In diese Zeit erhitzter Gemüter und gegenseitigen Misstrauens fiel die Eröffnung der achten Abteilung im Pariser Louvre, die sich den Künsten des Islam widmet, und das über die rein religiöse Bedeutung hinaus. Es gehe darum, „das leuchtende Gesicht einer unendlich vielfältigen und reichen Zivilisation zu präsentieren“, erklärt Museumsdirektor Henri Loyrette. Dass die Dauerausstellung gerade in diesem Kontext eröffnet werde, zeige, dass sie notwendiger sei denn je.
Schon ihre Ankündigung am 14. Oktober 2002 durch den damaligen Präsidenten Jacques Chirac war ein gutes Jahr nach den Terroranschlägen in den USA und zwei Tage nach dem El-Kaida-Attentat auf Bali mit 202 Toten erfolgt. Chiracs Nachfolger Nicolas Sarkozy unterstützte das Projekt, François Hollande kam nun zur Eröffnung. Es handelt sich um die größte bauliche Veränderung des ehemaligen Königspalastes und renommierten Museums im Zentrum von Paris, seit vor mehr als 20 Jahren die moderne Glaspyramide den neuen Eingang bildete und das Finanzministerium auszog, um ganz der Kultur Platz zu machen. Die neue Sektion ist kaum weniger spektakulär: Die Architekten Mario Bellini und Rudy Ricciotti haben im Visconti-Innenhof ein sich wellendes Dach aus Glas und Stahl mit Schrägstützen und Tausenden von goldenen Metalldreiecken erbaut und damit einen reizvollen Gegensatz zwischen historischen Fassaden und Avantgarde-Architektur geschaffen. Bellini nennt es eine „Düne aus Gold, den Flügel einer Libelle, einen fliegenden Teppich“: „Aber man darf das nicht zu oft wiederholen. Das würde heißen, dass es nicht für sich selbst spricht.“
Das aber tut es. Das Glasdach filtert das ins Parterre einfallende Licht, das den ersten Teil der Ausstellung beherbergt, und fächert es weiter ins Untergeschoss. Angeboten wird ein chronologischer Spaziergang durch zwölf Jahrhunderte und über drei Kontinente, die Präsentation einer riesigen Zivilisation, die sich von Spanien bis Indien ausgebreitet hat. Fast 3000 Kunstwerke auf insgesamt 2800 Quadratmetern schlagen einen faszinierenden Bogen durch Raum und Zeit: Keramikgefäße und filigrane Öllampen, Goldschmiedekunst, riesige Teppiche, opulente Türportale und prachtvoll schillernde Wandmosaike – als Höhepunkt dabei Rekonstruktionen der Großen Moschee von Damaskus, die im 19. Jahrhundert zerstört wurde. Oder das orientalische Bassin, von den Mamelucken angefertigt und während der Kreuzzüge nach Frankreich gebracht, wo es als Taufbecken von Louis XIII. diente.
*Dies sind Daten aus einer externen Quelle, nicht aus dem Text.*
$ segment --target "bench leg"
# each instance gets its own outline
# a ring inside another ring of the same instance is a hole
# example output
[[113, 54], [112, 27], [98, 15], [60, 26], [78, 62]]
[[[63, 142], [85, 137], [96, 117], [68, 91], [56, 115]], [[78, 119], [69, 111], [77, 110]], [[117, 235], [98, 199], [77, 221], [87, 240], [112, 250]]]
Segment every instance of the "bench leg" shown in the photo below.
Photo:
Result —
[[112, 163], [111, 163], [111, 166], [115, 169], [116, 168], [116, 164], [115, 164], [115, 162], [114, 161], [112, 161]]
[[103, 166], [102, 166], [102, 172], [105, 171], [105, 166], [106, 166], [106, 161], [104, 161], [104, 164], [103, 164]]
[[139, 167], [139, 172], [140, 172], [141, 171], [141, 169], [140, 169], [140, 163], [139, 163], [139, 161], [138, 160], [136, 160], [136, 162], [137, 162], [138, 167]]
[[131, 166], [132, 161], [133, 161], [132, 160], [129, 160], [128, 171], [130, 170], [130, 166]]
Der Begriff des Islam ist bewusst weit gefasst und bezieht auch nicht-muslimische Völker mit ein sowie die fortdauernde Durchmischung der Kulturen. Kuratorin Sophie Makariou spricht vom jahrhundertelangen wechselseitigen Einfluss von Islam und westlicher Welt und dem Versuch einer Ergänzung statt Abgrenzung: „Dem Islam seine Größe wiedergeben und nicht den Dschihadisten zu überlassen, ist fundamental.“
An den Kosten von 98 Millionen Euro beteiligten sich Mäzene massiv. Während der französische Staat nur ein Drittel und auch der Louvre selbst nur 11,5 Millionen beitrugen, stammt ein Viertel vom König von Marokko, dem Emir von Kuwait, dem Sultan von Oman und der Republik Aserbaidschan, außerdem gaben der saudische Prinz al-Walid ben Talal und französische Konzerne wie Total und Lafarge Geld. Nur mit dieser Hilfe konnten die Künste des Islam den Platz bekommen, den sie verdienen, erklärt Museumsdirektor Loyrette – für eine der schönsten und vollständigsten Sammlungen islamischer Kunst weltweit.
Öffnungszeiten: Mo., Do., Sa. und So. von 9 bis 18 Uhr geöffnet. Mi. und Fr. von 9 bis 21.45 Uhr.